La lettre qu’un détenu attend. La fin de peine qu’un détenu attend. Le colis qu’un détenu attend. Le parloir qu’un détenu attend. L’avocat qu’un détenu attend. La convocation du juge qu’un détenu attend. La date du procès qu’un détenu attend. La nuit qu’un détenu attend. Le pas du gardien qu’un détenu attend. Le mari assassiné que l’épouse attend. L’attente. Les heures et les jours de l’attente60.
De fait, si tout atelier d’écriture construit un espace-temps à part, reste que l’atelier en prison s’insère dans un espace-temps qui, bien qu’en contact avec le monde, est lui-même déjà retiré (de l’agitation de la société, de l’illusion chronologique) : il surjoue, en quelque sorte, et par là même exacerbe les traits propres à tout atelier d’écriture. Et en effet, quoique les questions qu’il pose à l’animateur soient les mêmes que pose tout atelier, y compris « en ville » auprès d’un public « favorisé », la spécificité de l’atelier mené en prison tient peut-être à cette exacerbation des tensions (créatrices) à l’œuvre dans tout atelier d’écriture, par la mise en abîme contextuelle (i. e. l’univers carcéral) opérant sur le dispositif. Ainsi la démarche pédagogique se frotte-t-elle à la perspective culturelle et artistique : apprendre ou créer ? Reproduire ou inventer ? S’approprier des normes ou s’autoriser à (en) jouer ? Ou encore la démarche singulière se confronte-t-elle à la dynamique collective : est-il possible, dans un processus de subjectivation qui en passe par une exploration de soi / de (par) sa propre langue, d’écrire avec, auprès, parmi ? Peut-on partager sa peine ? Mais on retiendra, surtout, la tension à l’œuvre entre contrainte et liberté. On se doute, en effet, que cette tension structurante pour tout atelier d’écriture résonne particulièrement dans le lieu par excellence de privation des libertés, où la contrainte est la règle… : « Quand elles avaient donné une contrainte d’écriture (une contrainte dans une prison, la belle affaire !), chacun se penchait sur la feuille, autorisé par les mots d’Irène énonçant les règles de fonctionnement »61.

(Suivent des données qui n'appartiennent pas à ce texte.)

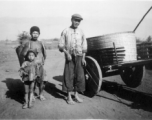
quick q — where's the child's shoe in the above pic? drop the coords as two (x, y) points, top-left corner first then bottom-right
(74, 96), (83, 103)
(39, 95), (46, 101)
(28, 102), (34, 108)
(22, 103), (28, 109)
(32, 95), (36, 102)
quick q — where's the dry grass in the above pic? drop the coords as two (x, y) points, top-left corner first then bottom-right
(17, 31), (31, 45)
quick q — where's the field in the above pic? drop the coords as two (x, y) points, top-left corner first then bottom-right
(0, 41), (152, 119)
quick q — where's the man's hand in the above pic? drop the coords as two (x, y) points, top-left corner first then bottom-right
(66, 53), (72, 61)
(82, 53), (86, 66)
(63, 49), (72, 61)
(82, 58), (86, 66)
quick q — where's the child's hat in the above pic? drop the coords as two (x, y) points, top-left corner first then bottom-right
(26, 49), (37, 57)
(30, 26), (40, 35)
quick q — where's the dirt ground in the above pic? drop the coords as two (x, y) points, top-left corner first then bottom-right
(0, 42), (152, 119)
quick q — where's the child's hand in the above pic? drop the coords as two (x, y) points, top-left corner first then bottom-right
(18, 69), (27, 77)
(20, 79), (24, 83)
(18, 69), (23, 77)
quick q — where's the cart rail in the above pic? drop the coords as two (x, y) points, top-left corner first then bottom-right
(103, 58), (152, 69)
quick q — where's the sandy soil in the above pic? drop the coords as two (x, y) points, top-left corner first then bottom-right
(0, 43), (152, 119)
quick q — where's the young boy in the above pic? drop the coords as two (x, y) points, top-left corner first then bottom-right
(19, 49), (38, 109)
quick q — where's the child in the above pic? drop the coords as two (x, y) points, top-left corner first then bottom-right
(27, 26), (47, 101)
(19, 49), (38, 109)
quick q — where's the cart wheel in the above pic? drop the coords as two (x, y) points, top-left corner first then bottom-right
(85, 56), (102, 97)
(120, 65), (145, 88)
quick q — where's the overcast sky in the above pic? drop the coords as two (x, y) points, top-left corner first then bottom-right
(0, 0), (152, 40)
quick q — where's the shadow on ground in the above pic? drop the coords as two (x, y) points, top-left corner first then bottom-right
(51, 75), (152, 112)
(145, 62), (152, 70)
(53, 75), (63, 83)
(45, 81), (67, 100)
(2, 78), (25, 104)
(2, 77), (67, 104)
(97, 80), (152, 112)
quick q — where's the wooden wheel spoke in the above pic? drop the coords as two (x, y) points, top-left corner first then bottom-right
(85, 69), (93, 79)
(86, 69), (98, 87)
(87, 63), (99, 80)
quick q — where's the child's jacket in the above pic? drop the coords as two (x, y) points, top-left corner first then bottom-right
(19, 61), (38, 82)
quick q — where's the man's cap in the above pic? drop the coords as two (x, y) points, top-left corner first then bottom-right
(25, 49), (37, 57)
(30, 26), (40, 34)
(72, 14), (83, 20)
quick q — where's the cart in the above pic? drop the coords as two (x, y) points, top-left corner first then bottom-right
(85, 39), (152, 97)
(85, 7), (152, 97)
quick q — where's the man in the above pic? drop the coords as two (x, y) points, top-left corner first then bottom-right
(23, 26), (47, 101)
(58, 14), (87, 105)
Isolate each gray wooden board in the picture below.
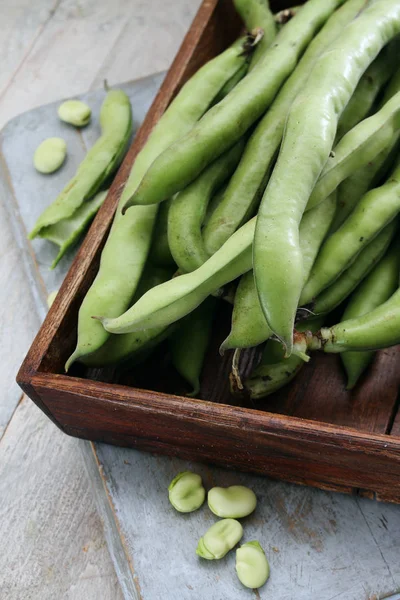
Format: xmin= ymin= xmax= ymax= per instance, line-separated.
xmin=2 ymin=77 xmax=400 ymax=600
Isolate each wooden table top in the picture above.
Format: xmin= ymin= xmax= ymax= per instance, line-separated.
xmin=1 ymin=1 xmax=399 ymax=599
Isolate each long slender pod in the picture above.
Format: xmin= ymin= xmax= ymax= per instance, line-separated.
xmin=203 ymin=0 xmax=366 ymax=256
xmin=221 ymin=193 xmax=336 ymax=352
xmin=168 ymin=140 xmax=244 ymax=273
xmin=335 ymin=40 xmax=400 ymax=141
xmin=99 ymin=219 xmax=255 ymax=335
xmin=169 ymin=297 xmax=216 ymax=397
xmin=294 ymin=286 xmax=400 ymax=356
xmin=149 ymin=198 xmax=176 ymax=268
xmin=66 ymin=37 xmax=252 ymax=369
xmin=39 ymin=189 xmax=108 ymax=269
xmin=331 ymin=65 xmax=400 ymax=231
xmin=301 ymin=161 xmax=400 ymax=305
xmin=340 ymin=240 xmax=400 ymax=388
xmin=309 ymin=221 xmax=397 ymax=315
xmin=307 ymin=90 xmax=400 ymax=210
xmin=81 ymin=266 xmax=174 ymax=367
xmin=124 ymin=0 xmax=348 ymax=211
xmin=254 ymin=0 xmax=400 ymax=355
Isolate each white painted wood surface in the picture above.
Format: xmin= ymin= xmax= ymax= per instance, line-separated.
xmin=1 ymin=1 xmax=400 ymax=599
xmin=0 ymin=1 xmax=198 ymax=598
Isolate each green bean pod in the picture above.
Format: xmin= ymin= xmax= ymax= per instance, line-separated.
xmin=295 ymin=285 xmax=400 ymax=356
xmin=306 ymin=90 xmax=400 ymax=210
xmin=331 ymin=65 xmax=400 ymax=232
xmin=168 ymin=139 xmax=244 ymax=273
xmin=66 ymin=37 xmax=251 ymax=370
xmin=335 ymin=41 xmax=400 ymax=141
xmin=39 ymin=189 xmax=107 ymax=269
xmin=99 ymin=218 xmax=255 ymax=335
xmin=123 ymin=0 xmax=347 ymax=211
xmin=221 ymin=271 xmax=271 ymax=352
xmin=212 ymin=64 xmax=249 ymax=105
xmin=169 ymin=296 xmax=216 ymax=397
xmin=340 ymin=240 xmax=400 ymax=388
xmin=310 ymin=221 xmax=397 ymax=315
xmin=244 ymin=317 xmax=324 ymax=399
xmin=331 ymin=142 xmax=399 ymax=233
xmin=233 ymin=0 xmax=276 ymax=68
xmin=30 ymin=90 xmax=132 ymax=238
xmin=203 ymin=185 xmax=228 ymax=229
xmin=222 ymin=194 xmax=336 ymax=351
xmin=81 ymin=266 xmax=173 ymax=368
xmin=202 ymin=0 xmax=366 ymax=256
xmin=255 ymin=0 xmax=400 ymax=355
xmin=149 ymin=199 xmax=175 ymax=267
xmin=301 ymin=161 xmax=400 ymax=305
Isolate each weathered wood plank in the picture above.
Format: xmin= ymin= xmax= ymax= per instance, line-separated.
xmin=391 ymin=409 xmax=400 ymax=437
xmin=4 ymin=1 xmax=400 ymax=598
xmin=0 ymin=0 xmax=201 ymax=130
xmin=0 ymin=0 xmax=58 ymax=106
xmin=0 ymin=171 xmax=41 ymax=436
xmin=263 ymin=348 xmax=400 ymax=433
xmin=94 ymin=443 xmax=400 ymax=600
xmin=0 ymin=396 xmax=123 ymax=600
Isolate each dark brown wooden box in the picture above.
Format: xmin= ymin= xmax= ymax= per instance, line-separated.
xmin=17 ymin=0 xmax=400 ymax=503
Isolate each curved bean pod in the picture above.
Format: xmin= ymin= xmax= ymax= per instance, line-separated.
xmin=212 ymin=64 xmax=249 ymax=105
xmin=30 ymin=90 xmax=132 ymax=238
xmin=340 ymin=239 xmax=400 ymax=389
xmin=255 ymin=0 xmax=400 ymax=355
xmin=221 ymin=271 xmax=271 ymax=352
xmin=169 ymin=296 xmax=216 ymax=397
xmin=168 ymin=139 xmax=244 ymax=272
xmin=123 ymin=0 xmax=346 ymax=211
xmin=81 ymin=266 xmax=173 ymax=368
xmin=306 ymin=90 xmax=400 ymax=211
xmin=331 ymin=142 xmax=399 ymax=233
xmin=66 ymin=38 xmax=251 ymax=369
xmin=222 ymin=194 xmax=336 ymax=351
xmin=310 ymin=221 xmax=397 ymax=315
xmin=301 ymin=161 xmax=400 ymax=305
xmin=331 ymin=65 xmax=400 ymax=232
xmin=201 ymin=0 xmax=366 ymax=256
xmin=295 ymin=286 xmax=400 ymax=356
xmin=99 ymin=218 xmax=255 ymax=335
xmin=244 ymin=317 xmax=323 ymax=399
xmin=233 ymin=0 xmax=276 ymax=68
xmin=149 ymin=199 xmax=175 ymax=267
xmin=39 ymin=189 xmax=107 ymax=269
xmin=335 ymin=41 xmax=399 ymax=141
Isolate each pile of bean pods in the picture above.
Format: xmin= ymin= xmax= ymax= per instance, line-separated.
xmin=63 ymin=0 xmax=400 ymax=397
xmin=168 ymin=471 xmax=269 ymax=590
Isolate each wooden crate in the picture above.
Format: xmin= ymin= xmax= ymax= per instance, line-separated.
xmin=17 ymin=0 xmax=400 ymax=503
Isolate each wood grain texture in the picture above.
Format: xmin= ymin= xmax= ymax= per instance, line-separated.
xmin=17 ymin=0 xmax=400 ymax=503
xmin=262 ymin=347 xmax=400 ymax=433
xmin=93 ymin=443 xmax=400 ymax=600
xmin=0 ymin=0 xmax=200 ymax=129
xmin=0 ymin=396 xmax=123 ymax=600
xmin=5 ymin=1 xmax=400 ymax=598
xmin=0 ymin=0 xmax=199 ymax=598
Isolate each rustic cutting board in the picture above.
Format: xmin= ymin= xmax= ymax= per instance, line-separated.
xmin=3 ymin=76 xmax=400 ymax=600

De facto, le dispositif-atelier oblige quiconque y participe : dans son rapport au temps, imposé (horaire, durée, récurrence, scansion interne des différents moments rythmés par l’animateur) ; au lieu, pareillement imposé (animer au sein d’institutions impliquant la plupart du temps de « faire avec » un cadre que l’on choisit rarement et que l’on ne peut guère aménager : salle de cours, cantine, couloir…)62 ; au groupe des pairs (que l’on ne choisit pas) ; à la méthode qui, quelle que soit la « manière » propre à l’animateur, et quels que soient les enjeux (conscients, inconscients ; personnels, institutionnels) qui sous-tendent ses interventions, est peu ou prou portée par l’injonction paradoxale : écrivez ! (quand bien même l’animateur pose que l’on peut ne pas). Les débats autour des termes qui disent la proposition d’écriture – consigne, contrainte… vs motivation, tremplin… – mettent précisément en abîme cette tension entre contrainte et liberté qui se trouve au fondement de l’atelier d’écriture, qui n’est pas sans lien avec la problématique même de l’incarcération, autrement dit de la privation de liberté : en quoi la contrainte, la privation, l’enfermement dans et l’obligation à, génératrices de violence sur les corps et les âmes, peuvent-ils disposer à la création et, ce faisant, à la recréation de soi ? En outre, l’atelier en prison, du fait de la censure légale s’exerçant sur les écrits qui entrent et sortent de l’institution, mais également des réactions que peuvent susciter les textes en dehors de l’atelier (contrairement aux ateliers « en ville », les participants partagent, de facto, un même espace de vie), met en lumière la place corrélative de l’auto-censure dans le processus d’écriture. Si tous les ateliers sont susceptibles de la révéler, reste qu’elle s’exerce encore plus fortement en prison : écrire, dans ce contexte, c’est ainsi paradoxalement parvenir à écrire contre soi, pour (le bien du) Soi compris comme cette dynamique affectée, cette « excédence sur soi de la subjectivité »63, selon l’expression reprise au philosophe Paul Audi, qui n’est autre que le « sentiment d’existence » qui seul rend possible la création. L’animateur a, conséquemment, un rôle essentiel à jouer dans cette autorisation/auteurisation. Lui-même, cependant, n’est pas exempt d’auto-censure, et ne saurait pleinement apprécier les conséquences de l’écriture en atelier sur ce qui n’est pas lui. On mesure la charge éthique qui lui incombe…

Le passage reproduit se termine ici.